Integrated Rate Equations

Full Notes

The change in concentration of reactants with time is described by the differential rate equation. However, determining the instantaneous rate directly from experiments is often difficult because it involves calculating the slope of the tangent at a specific time on a concentration vs. time graph. This makes it hard to determine the rate law and the order of a reaction.

To overcome this, we use integrated rate equations. These equations are derived by integrating the differential rate law, giving a direct relationship between concentration, time, and the rate constant. This approach uses easily measurable data and simplifies analysis.

Different reaction orders have different integrated forms. In this section, we focus on the integrated rate laws for zero-order and first-order reactions.

Zero Order Reactions

Rate Law

The rate of a zero order reaction does not depend on the concentration of the reactant:

Rate = −d[R]/dt = k

A graph Plot of [A] vs. time is linear with slope = −k

Rate is independent of [A]

Integrated rate law: [A]_t = [A]₀ − kt

Units of k: mol·L⁻¹·s⁻¹

Half-Life

At half-life, [R] = [R]₀ / 2

t_1/2 = [R]₀ / (2k)

t_1/2 is directly proportional to initial concentration

First Order Reactions

Rate Law

Rate = −d[R]/dt = k[R]

A graph Plot of ln[A] vs. time is linear with slope = −k

Rate depends linearly on [A]

Integrated rate law: ln[A]_t = ln[A]₀ − kt

Units of k: s⁻¹

Half-life is constant:

t_1/2 = 0.693 / k

Half-Life of a Reaction

The half-life of a reaction, denoted as t_1/2, is the time required for the concentration of a reactant to decrease to half of its initial value.

For Zero Order Reaction:

Rate constant: k = ([R]₀ – [R]) / t

At t = t_1/2, [R] = ½ [R]₀

So, k = ([R]₀ – ½ [R]₀) / t_1/2 = ½ [R]₀ / t_1/2 ⇒ t_1/2 = [R]₀ / 2k

Conclusion: For zero-order reactions, half-life is directly proportional to initial concentration [R]₀.

For First Order Reaction:

Rate constant: k = (2.303 / t) × log([R]₀ / [R])
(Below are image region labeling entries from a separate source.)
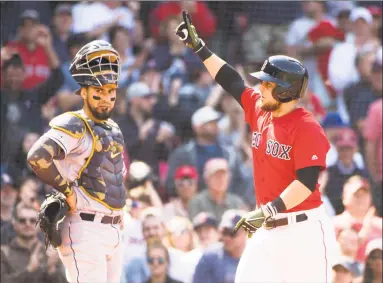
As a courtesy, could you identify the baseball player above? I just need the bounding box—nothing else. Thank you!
[28,40,125,283]
[176,12,335,283]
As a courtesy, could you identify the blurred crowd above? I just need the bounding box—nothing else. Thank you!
[0,0,382,283]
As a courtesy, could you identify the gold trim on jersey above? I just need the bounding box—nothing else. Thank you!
[51,126,86,139]
[80,186,123,210]
[70,112,96,179]
[71,112,122,210]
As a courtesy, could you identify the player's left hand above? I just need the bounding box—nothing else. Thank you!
[175,11,205,52]
[234,208,266,238]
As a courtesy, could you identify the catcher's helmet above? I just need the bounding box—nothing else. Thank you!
[69,40,120,94]
[250,55,309,102]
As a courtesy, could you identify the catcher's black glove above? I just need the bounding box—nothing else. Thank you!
[234,207,270,238]
[36,191,69,248]
[175,11,205,52]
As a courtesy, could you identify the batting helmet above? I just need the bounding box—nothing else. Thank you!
[250,55,309,103]
[69,40,120,94]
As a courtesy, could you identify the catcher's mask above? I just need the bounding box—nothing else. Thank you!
[69,40,120,94]
[250,55,309,103]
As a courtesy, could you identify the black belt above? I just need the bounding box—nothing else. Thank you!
[80,212,121,224]
[264,213,308,229]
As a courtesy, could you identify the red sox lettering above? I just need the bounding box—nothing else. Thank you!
[266,139,291,160]
[251,132,292,160]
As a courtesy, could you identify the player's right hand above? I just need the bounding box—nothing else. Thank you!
[175,11,205,52]
[66,189,77,212]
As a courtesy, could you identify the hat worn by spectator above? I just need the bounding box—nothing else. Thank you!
[141,59,158,74]
[192,106,222,127]
[126,82,153,100]
[174,165,198,180]
[350,7,373,24]
[365,238,383,256]
[334,128,358,148]
[1,173,14,189]
[54,4,72,16]
[193,212,218,230]
[343,177,370,201]
[20,9,40,23]
[219,209,246,230]
[367,6,382,17]
[204,158,229,178]
[372,47,383,72]
[322,112,348,129]
[332,257,362,277]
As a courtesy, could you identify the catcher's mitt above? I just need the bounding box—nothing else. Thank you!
[36,191,69,248]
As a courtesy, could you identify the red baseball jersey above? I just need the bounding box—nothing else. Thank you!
[241,88,330,212]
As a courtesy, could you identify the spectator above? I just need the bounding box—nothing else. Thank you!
[123,208,184,283]
[328,7,379,121]
[367,3,383,43]
[344,48,379,137]
[189,158,246,221]
[166,216,198,253]
[146,242,182,283]
[182,212,219,283]
[117,82,173,191]
[321,112,364,168]
[149,0,216,40]
[285,1,335,107]
[193,212,219,249]
[1,203,66,283]
[169,63,214,142]
[123,180,162,265]
[9,132,40,178]
[109,26,135,87]
[166,106,246,200]
[337,228,363,277]
[363,57,383,216]
[331,259,355,283]
[163,165,198,222]
[334,176,382,263]
[1,26,63,138]
[7,10,54,90]
[193,210,247,283]
[218,93,245,149]
[361,238,382,283]
[0,173,18,245]
[307,14,345,105]
[53,4,73,62]
[298,89,326,123]
[324,128,367,214]
[72,1,134,41]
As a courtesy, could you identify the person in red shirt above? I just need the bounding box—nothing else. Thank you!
[175,12,336,283]
[6,10,50,90]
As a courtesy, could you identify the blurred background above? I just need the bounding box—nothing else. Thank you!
[0,1,382,283]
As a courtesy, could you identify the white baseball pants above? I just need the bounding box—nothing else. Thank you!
[235,205,337,283]
[58,211,122,283]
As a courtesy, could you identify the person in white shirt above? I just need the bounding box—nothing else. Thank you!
[328,7,380,122]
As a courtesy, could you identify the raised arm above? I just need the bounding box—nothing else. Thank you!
[175,11,246,106]
[27,113,86,198]
[27,135,72,196]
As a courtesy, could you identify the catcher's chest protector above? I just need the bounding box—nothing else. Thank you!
[78,113,125,209]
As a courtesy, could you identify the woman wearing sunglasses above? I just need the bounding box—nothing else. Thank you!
[146,242,182,283]
[357,238,382,283]
[166,216,198,252]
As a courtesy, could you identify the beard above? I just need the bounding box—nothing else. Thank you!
[261,101,282,112]
[17,234,36,241]
[85,100,112,120]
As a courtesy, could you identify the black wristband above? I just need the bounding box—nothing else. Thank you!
[271,197,286,213]
[196,45,213,62]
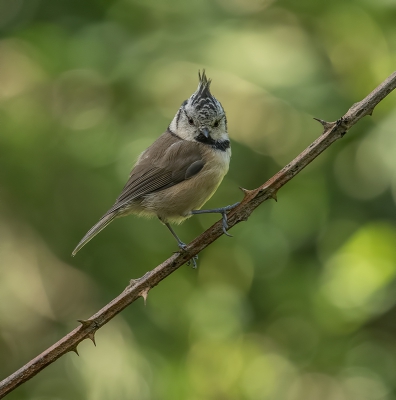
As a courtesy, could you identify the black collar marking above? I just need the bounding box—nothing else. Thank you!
[195,133,230,151]
[168,128,230,151]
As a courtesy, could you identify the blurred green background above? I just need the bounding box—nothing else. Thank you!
[0,0,396,400]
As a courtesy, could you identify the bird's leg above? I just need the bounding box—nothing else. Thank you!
[191,202,239,237]
[165,222,198,269]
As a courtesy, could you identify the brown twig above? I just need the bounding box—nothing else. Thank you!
[0,72,396,398]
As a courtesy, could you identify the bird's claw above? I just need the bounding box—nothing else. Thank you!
[178,241,198,269]
[187,254,198,269]
[221,207,232,237]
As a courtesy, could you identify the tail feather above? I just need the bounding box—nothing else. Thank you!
[72,212,117,257]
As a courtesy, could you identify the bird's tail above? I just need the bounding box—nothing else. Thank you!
[72,212,117,257]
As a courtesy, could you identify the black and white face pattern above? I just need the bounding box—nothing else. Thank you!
[169,71,229,150]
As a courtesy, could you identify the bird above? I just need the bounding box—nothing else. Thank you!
[72,70,239,268]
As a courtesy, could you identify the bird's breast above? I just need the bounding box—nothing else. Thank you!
[145,148,231,223]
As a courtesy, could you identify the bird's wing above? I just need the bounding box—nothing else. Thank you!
[106,132,205,214]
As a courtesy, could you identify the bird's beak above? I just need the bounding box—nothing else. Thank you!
[201,128,210,139]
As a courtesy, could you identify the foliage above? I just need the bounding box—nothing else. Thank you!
[0,0,396,400]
At t = t_1/2, [R] = ½ [R]₀

Substituting into the equation: k = (2.303 / t_1/2) × log(2) ⇒ t_1/2 = 0.693 / k

Conclusion: For first-order reactions, half-life is independent of [R]₀ and is constant.

Pseudo First Order Reactions

A pseudo first order reaction is a reaction that is not truly first order but behaves like one because one of the reactants is in large excess and its concentration effectively remains constant.

Example Hydrolysis of Ethyl Acetate

Reaction: CH₃COOC₂H₅ + H₂O → CH₃COOH + C₂H₅OH (in presence of acid H⁺)
Although this is a second-order reaction, water is in large excess. Its concentration remains nearly constant. So, the reaction behaves like a first order reaction with respect to ethyl acetate.

Example Inversion of Cane Sugar

Reaction: C₁₂H₂₂O₁₁ + H₂O → C₆H₁₂O₆ + C₆H₁₂O₆ (in presence of acid H⁺)
Rate = k [C₁₂H₂₂O₁₁]
Again, water is in excess, so it behaves like a first-order reaction.

Summary

• Integrated rate laws relate concentration to time for different reaction orders.
• Zero-order: [R] = [R]₀ − kt and t_1/2 = [R]₀ / (2k).
• First-order: ln[R] = ln[R]₀ − kt and t_1/2 = 0.693 / k.
• Pseudo first-order behavior arises when one reactant is in large excess.